Parents are to receive special training as part of a crackdown on bullying, it has emerged.
Adults will be expected to teach children about the problem behaviour after attending courses paid for by the education department.
A total of €40,000 are earmarked to deliver sessions for parents by the end of the year. The Irish National Teachers’ Organisation (INTO) estimates up to 40 per cent of nine-year-olds have been victimised.
Minister for Education Ruairí Quinn said: “Bullying is not a problem schools can or should be left to tackle alone. Parents, families and the wider community have an important role to play in tackling all forms of bullying and in teaching children how to manage relationships, be resilient and have empathy for others.”
The minister said the anti-bullying parent training programme will be available nationwide.

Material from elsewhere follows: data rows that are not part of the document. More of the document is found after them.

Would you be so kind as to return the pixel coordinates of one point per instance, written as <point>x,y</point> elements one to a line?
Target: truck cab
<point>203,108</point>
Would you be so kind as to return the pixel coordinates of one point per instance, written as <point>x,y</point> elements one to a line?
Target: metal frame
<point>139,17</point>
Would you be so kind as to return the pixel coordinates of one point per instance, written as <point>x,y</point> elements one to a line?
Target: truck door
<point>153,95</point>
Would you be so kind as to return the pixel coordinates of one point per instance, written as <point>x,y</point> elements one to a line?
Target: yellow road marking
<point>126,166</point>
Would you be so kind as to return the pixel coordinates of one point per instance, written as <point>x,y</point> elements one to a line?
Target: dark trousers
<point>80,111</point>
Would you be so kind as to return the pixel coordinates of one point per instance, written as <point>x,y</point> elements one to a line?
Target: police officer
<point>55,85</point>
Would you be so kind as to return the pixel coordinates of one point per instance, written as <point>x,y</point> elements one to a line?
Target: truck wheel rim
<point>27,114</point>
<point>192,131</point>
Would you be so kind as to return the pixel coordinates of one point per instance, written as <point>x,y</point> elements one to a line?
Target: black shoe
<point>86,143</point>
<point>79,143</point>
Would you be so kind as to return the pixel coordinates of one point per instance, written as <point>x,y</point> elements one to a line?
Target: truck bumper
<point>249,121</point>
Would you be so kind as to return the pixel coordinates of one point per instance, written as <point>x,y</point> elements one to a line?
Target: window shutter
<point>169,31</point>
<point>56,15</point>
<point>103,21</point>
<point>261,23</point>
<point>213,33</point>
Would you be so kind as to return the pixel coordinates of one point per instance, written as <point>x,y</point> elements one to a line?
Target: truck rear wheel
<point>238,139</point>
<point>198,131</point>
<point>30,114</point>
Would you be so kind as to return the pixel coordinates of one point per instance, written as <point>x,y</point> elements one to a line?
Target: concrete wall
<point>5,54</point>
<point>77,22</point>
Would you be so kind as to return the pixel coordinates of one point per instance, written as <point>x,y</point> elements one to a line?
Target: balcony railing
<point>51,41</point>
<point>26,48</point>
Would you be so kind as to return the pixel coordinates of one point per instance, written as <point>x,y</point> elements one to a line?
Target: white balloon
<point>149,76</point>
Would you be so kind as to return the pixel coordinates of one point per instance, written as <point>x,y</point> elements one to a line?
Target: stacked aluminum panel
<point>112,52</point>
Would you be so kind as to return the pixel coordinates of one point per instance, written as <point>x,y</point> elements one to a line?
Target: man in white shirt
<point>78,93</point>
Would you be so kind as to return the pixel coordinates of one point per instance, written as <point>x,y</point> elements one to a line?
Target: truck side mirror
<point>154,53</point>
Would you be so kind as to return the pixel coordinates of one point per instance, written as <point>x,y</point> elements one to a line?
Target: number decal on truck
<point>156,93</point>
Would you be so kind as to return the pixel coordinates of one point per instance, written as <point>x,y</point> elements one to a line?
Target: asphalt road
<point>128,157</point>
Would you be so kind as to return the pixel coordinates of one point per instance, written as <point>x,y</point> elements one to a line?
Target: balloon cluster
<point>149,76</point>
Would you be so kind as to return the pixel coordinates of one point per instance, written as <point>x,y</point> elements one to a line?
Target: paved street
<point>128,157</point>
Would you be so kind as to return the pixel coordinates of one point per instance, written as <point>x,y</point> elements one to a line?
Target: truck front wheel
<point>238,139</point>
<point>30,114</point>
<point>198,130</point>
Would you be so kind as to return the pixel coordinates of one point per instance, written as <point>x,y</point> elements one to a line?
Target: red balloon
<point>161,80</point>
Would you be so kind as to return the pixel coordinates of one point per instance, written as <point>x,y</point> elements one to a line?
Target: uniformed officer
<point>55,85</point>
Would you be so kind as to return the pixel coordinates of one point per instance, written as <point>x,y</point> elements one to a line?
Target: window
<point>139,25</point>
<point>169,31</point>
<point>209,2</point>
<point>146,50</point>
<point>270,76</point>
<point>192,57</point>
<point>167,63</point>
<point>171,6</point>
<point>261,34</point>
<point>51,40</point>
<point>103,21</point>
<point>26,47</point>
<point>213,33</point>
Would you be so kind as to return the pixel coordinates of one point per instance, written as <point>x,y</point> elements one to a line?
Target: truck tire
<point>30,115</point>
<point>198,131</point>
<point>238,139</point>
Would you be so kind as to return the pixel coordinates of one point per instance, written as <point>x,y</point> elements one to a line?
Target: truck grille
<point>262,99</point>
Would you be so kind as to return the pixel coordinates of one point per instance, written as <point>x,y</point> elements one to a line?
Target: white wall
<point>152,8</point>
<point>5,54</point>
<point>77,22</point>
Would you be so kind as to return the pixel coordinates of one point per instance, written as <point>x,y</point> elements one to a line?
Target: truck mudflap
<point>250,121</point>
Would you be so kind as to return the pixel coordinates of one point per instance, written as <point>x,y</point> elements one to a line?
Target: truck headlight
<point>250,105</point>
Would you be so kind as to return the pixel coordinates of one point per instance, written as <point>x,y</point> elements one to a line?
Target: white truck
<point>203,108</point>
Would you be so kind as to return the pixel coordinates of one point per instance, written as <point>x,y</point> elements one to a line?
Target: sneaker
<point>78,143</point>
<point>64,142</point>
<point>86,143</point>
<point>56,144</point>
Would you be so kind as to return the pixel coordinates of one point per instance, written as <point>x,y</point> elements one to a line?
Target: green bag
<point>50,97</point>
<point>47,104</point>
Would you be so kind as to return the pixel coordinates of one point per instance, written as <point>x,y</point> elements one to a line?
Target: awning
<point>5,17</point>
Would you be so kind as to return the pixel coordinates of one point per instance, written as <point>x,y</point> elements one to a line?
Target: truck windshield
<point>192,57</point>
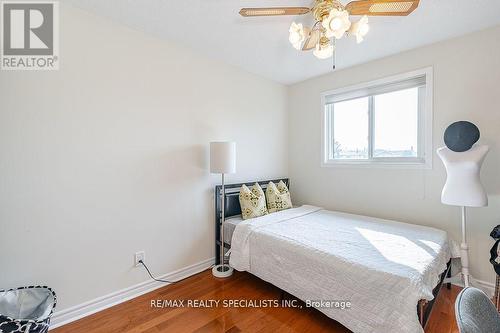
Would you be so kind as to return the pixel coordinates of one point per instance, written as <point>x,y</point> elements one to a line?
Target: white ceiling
<point>260,45</point>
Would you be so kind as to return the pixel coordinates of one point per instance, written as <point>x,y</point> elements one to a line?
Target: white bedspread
<point>382,267</point>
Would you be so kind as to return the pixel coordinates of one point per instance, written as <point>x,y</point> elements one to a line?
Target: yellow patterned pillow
<point>278,197</point>
<point>252,202</point>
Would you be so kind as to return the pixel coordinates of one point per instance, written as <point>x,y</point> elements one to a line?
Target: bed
<point>387,270</point>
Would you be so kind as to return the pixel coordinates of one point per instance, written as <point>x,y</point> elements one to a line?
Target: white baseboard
<point>85,309</point>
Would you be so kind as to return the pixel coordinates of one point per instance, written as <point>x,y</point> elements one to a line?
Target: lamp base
<point>222,271</point>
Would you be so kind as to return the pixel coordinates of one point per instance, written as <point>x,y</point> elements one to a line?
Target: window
<point>384,123</point>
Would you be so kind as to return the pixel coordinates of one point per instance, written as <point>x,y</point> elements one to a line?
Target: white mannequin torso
<point>463,184</point>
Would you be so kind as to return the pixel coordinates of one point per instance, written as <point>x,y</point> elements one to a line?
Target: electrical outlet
<point>141,255</point>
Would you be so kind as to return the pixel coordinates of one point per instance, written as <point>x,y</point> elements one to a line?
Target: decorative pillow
<point>278,197</point>
<point>252,202</point>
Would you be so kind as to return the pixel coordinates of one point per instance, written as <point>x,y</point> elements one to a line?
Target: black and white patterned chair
<point>26,309</point>
<point>475,313</point>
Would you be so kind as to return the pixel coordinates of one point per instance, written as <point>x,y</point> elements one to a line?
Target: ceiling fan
<point>332,21</point>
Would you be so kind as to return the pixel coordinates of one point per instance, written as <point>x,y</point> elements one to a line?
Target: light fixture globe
<point>337,23</point>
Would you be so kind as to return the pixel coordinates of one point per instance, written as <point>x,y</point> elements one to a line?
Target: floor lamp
<point>463,188</point>
<point>222,161</point>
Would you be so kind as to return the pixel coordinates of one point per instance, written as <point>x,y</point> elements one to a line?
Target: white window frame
<point>425,152</point>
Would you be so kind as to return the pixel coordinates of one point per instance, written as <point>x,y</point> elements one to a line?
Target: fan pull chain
<point>334,53</point>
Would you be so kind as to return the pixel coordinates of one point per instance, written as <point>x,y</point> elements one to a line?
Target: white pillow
<point>252,202</point>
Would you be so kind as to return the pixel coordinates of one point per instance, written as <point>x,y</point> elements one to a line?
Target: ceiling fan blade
<point>274,11</point>
<point>382,7</point>
<point>312,40</point>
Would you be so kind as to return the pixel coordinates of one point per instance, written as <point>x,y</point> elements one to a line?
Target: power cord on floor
<point>159,280</point>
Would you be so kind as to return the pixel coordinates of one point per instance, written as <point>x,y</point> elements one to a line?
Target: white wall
<point>466,86</point>
<point>109,155</point>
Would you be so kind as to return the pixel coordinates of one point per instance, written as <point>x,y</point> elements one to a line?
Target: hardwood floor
<point>137,315</point>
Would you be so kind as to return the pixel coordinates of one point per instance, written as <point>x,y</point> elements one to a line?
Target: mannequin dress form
<point>463,188</point>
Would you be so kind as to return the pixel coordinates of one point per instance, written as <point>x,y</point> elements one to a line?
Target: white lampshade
<point>222,157</point>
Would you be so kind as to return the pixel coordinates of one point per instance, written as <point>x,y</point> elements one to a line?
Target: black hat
<point>494,257</point>
<point>461,135</point>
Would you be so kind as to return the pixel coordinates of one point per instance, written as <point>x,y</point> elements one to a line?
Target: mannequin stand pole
<point>464,248</point>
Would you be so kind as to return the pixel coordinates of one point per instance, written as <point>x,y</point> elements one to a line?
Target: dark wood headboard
<point>232,206</point>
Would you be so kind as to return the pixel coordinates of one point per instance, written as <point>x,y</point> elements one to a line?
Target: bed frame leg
<point>448,275</point>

It will be a two-and-a-half hour session that helps parents support their children with issues of bullying and informs them about new anti-bullying procedures for primary and secondary schools.
Aine Lynch, chief executive of the National Parents Council Primary, said: “Parents play a key role in supporting their children and the local school and this investment in parents will allow them to fulfil that role in a more informed way.
“We urge all parents in primary and post-primary schools to attend the training and support their children and schools in tackling bullying behaviours.”
The INTO has called for cyber, homophobic and racist bullying to be universally recognised. It also recommended planning new playgrounds to allow more effective supervision.